Therefore the only nontrivial case is that the vectors are linearly independent.

Expressing a vector in terms of an orthogonal basis[edit | edit source]

If we have a basis $\{{\boldsymbol {\varphi }}_{1},{\boldsymbol {\varphi }}_{2},\dots ,{\boldsymbol {\varphi }}_{n}\}$ and wish to express a vector $\mathbf {f}$ in terms of it we have

\mathbf {f} =\sum _{j=1}^{n}\beta _{j}~{\boldsymbol {\varphi }}_{j}

The problem is to find the $\beta _{j}$ s.

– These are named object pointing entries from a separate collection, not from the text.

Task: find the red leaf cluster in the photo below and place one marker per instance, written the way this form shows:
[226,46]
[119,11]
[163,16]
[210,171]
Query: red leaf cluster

If we take the inner product with respect to ${\boldsymbol {\varphi }}_{i}$ , we get

\langle \mathbf {f} ,{\boldsymbol {\varphi }}_{i}\rangle =\sum _{j=1}^{n}\beta _{j}~\langle {\boldsymbol {\varphi }}_{i},{\boldsymbol {\varphi }}_{j}\rangle

In matrix form,

{\boldsymbol {\eta }}={\boldsymbol {B}}~{\boldsymbol {\beta }}

where $B_{ij}=\langle {\boldsymbol {\varphi }}_{i},{\boldsymbol {\varphi }}_{j}\rangle$ and $\eta _{i}=\langle \mathbf {f} ,{\boldsymbol {\varphi }}_{i}\rangle$ .

Generally, getting the $\beta _{j}$ s involves inverting the $n\times n$ matrix ${\boldsymbol {B}}$ , which is an identity matrix ${\boldsymbol {I_{n}}}$ , because $\langle {\boldsymbol {\varphi }}_{i},{\boldsymbol {\varphi }}_{j}\rangle ={\boldsymbol {\delta }}_{ij}$ , where ${\boldsymbol {\delta }}_{ij}$ is the Kronecker delta.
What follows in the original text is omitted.